A Scottish bio-tech company focussed on the global cell culture market has licensed new technology that will allow it to massively expand its range of regenerative medicine, cell-based therapy and drug delivery products.
Lanarkshire-based Biogelx, whose hydrogels have until now been restricted to laboratory in-vitro testing, is hoping that the licence it has agreed with the University of Strathclyde will now allow it to produce therapeutic products that can be use inside the human body.
According to Biogelx’s chief executive David Lightbody the worldwide market for such in-vivo products could be worth over $3 billion (£2bn) a year.
Dr Lightbody believes that the new products the company now plans to develop will allow Biogelx to increase its annual turnover from £250,000 to in excess of £2 million over the next couple of years.
“It’s been a thrilling year for Biogelx and securing this first of a kind technology is a game changer for us,” Dr Lightbody said. “We now have a fantastic platform to extend our activities from laboratory-based into direct clinical applications and export our technology into worldwide markets.”

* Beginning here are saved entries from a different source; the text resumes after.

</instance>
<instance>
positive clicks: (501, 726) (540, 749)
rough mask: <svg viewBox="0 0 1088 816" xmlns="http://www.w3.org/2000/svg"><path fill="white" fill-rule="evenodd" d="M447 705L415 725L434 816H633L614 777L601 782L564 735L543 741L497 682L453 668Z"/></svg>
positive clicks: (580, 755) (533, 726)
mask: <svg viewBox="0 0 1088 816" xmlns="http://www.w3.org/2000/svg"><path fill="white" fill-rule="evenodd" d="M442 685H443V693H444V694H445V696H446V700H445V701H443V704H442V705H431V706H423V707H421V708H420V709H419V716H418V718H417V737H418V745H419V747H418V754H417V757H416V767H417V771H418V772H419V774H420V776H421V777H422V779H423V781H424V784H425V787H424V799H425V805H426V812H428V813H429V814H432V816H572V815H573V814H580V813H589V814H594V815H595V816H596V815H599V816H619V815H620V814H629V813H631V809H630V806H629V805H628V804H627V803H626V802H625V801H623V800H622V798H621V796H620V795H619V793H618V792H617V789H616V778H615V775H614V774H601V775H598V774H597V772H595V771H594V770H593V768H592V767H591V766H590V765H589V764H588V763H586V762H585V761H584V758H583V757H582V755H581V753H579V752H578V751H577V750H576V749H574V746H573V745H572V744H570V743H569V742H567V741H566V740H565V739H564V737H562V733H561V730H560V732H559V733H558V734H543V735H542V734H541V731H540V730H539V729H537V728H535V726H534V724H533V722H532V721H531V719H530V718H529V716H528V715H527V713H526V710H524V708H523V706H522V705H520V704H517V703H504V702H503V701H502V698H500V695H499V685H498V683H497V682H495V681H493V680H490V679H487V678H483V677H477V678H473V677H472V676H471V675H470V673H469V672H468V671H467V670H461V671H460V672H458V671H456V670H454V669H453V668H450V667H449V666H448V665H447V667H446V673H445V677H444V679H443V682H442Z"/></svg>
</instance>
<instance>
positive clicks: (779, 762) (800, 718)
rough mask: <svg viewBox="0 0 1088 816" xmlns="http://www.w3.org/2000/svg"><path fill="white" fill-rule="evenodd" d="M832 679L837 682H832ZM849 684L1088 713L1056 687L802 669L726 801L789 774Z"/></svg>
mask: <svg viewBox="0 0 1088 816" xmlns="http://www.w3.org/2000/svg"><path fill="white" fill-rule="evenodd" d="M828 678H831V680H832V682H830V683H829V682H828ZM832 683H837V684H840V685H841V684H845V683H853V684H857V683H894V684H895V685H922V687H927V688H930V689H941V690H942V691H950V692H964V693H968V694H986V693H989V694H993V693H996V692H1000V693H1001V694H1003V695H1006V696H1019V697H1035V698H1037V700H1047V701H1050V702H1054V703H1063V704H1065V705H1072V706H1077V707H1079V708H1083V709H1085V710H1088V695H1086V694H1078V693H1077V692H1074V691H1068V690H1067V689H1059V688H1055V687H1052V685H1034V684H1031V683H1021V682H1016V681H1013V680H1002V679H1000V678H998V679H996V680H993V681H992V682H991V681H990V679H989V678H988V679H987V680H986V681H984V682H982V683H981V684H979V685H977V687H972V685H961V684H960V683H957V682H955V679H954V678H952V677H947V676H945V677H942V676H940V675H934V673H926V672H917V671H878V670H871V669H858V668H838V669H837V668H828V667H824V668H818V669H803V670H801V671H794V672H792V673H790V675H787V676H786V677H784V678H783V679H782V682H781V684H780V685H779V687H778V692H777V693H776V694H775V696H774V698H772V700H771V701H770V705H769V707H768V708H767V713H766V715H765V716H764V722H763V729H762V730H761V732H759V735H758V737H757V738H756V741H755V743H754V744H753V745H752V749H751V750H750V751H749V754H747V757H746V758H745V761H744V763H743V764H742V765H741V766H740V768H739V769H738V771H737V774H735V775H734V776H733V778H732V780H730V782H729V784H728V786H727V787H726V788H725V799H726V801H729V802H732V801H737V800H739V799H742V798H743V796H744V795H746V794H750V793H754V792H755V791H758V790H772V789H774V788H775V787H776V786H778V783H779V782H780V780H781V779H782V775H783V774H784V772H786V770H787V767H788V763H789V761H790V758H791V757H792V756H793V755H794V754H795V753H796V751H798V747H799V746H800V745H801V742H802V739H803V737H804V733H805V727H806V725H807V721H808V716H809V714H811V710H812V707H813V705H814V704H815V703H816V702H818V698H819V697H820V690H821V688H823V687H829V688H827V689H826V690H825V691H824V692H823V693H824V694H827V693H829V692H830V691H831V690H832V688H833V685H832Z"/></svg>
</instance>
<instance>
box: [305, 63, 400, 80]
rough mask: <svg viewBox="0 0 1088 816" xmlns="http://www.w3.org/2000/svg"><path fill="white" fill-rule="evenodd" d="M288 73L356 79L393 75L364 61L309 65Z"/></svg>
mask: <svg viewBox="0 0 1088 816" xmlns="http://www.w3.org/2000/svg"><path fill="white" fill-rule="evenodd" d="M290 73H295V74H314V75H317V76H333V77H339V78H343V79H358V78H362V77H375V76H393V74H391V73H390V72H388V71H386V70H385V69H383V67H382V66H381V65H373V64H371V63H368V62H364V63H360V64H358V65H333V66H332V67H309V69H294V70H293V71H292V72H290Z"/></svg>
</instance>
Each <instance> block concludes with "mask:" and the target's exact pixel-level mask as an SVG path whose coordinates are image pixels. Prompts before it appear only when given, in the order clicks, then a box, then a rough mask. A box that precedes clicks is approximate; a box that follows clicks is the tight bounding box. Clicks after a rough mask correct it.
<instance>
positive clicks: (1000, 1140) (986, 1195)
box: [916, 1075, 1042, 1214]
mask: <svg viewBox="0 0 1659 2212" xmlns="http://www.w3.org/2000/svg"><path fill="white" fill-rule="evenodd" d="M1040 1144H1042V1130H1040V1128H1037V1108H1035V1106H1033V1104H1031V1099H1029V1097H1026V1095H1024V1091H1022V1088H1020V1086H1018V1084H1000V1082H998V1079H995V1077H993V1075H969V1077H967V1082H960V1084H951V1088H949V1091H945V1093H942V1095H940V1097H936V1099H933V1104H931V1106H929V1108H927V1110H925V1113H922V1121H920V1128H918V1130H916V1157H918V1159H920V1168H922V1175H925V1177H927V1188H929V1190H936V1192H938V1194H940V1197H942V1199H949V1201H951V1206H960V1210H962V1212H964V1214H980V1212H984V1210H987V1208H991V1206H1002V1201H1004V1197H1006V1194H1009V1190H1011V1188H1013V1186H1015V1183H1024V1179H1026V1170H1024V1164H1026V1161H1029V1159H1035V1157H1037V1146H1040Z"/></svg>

The exclusive worldwide licence for Strathclyde University’s recently-developed tripeptide technology will allow Biogelx to develop nano-fibres created from amino acids which will be “more bio-compatible” than Biogelx’s previous products.
The new technology was recently perfected at the University of Strathclyde by Professor Rein Ulijn. In return for licensing the technology to Biogelx, the university will receive a cut of future royalty payments.
Biogelx is itself a Strathclyde University spin-off which started trading in early 2013 and now has a workforce of ten based at the BioCity Scotland life sciences incubator in Newhouse. By the end of next year the company now expects to have doubled its headcount.
Its current range of non-animal derived hydrogels – which mimic the behaviour of tissues found in the body – are used to grow cells to be used in drug discovery, cancer cell research and toxicology screening.
Earlier this year Biogelx secured £630,000 of funding from the Scottish Investment Bank, Peak Capital Advisors, the University of Strathclyde and Gabriel Investments to support its overseas expansion plans.
The company, which recently opened a sales office in New York, is now selling into South Korea, Italy, Spain and Portugal in addition to the US.
Although most of the company’s sales are currently in the UK, Dr Lightbody expects that the US will become the company’s main market within the next year or two.